Une pratique contre-productive
Si la volonté était d'adopter un geste écologique, il est maintenant remis en cause. Marie Philémon, documentaliste au service d'orientation (SCUIO-IP) de l'université Paris 8 et apicultrice amatrice, affirme que les ruches sont trop nombreuses en ville. Elle ajoute que la ruche n'est d'ailleurs pas le seul mode d'insertion des abeilles.
Créatrice et membre de l'association L'abeille vincennoise (3 € pour les étudiants et 6 € pour le personnel), elle nous parle des idées reçues sur ce processus : « En général, quand on m'aborde, on me dit que c'est génial d'avoir des ruches.
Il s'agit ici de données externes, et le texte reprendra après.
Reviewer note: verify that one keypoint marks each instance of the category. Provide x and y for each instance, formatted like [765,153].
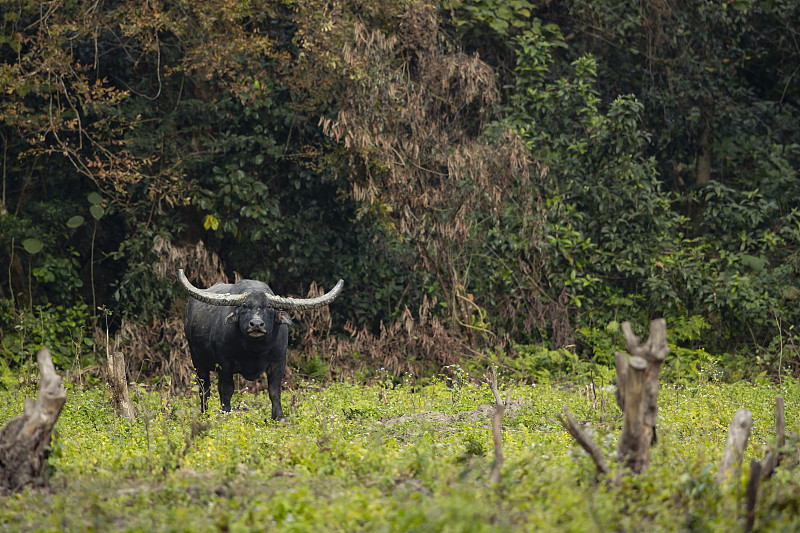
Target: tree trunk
[704,156]
[25,440]
[637,393]
[118,377]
L'idée est que c'est bien d'avoir des ruches car on est plus écolo. Mais en fait, on peut très bien ne pas être écolo du tout, justement parce qu'on installe des ruches. Parce que si on en installe trop, c'est contre-productif. »
Si l'insertion des abeilles dans les milieux urbains est un avantage pour l'humain, elle l'est moins pour les insectes pollinisateurs. « Il ne suffit pas d'installer des ruches pour être écolo », rappelle Marie Philémon. Mais de plus, la reproduction en masse des espèces de pollinisateurs et leur transport à grande échelle présentent des risques en termes de transmission de pathogènes et de parasites. Pour minimiser ces risques, il s'agirait ainsi, a minima, de mettre en place une meilleure réglementation de leur commerce et de leur utilisation.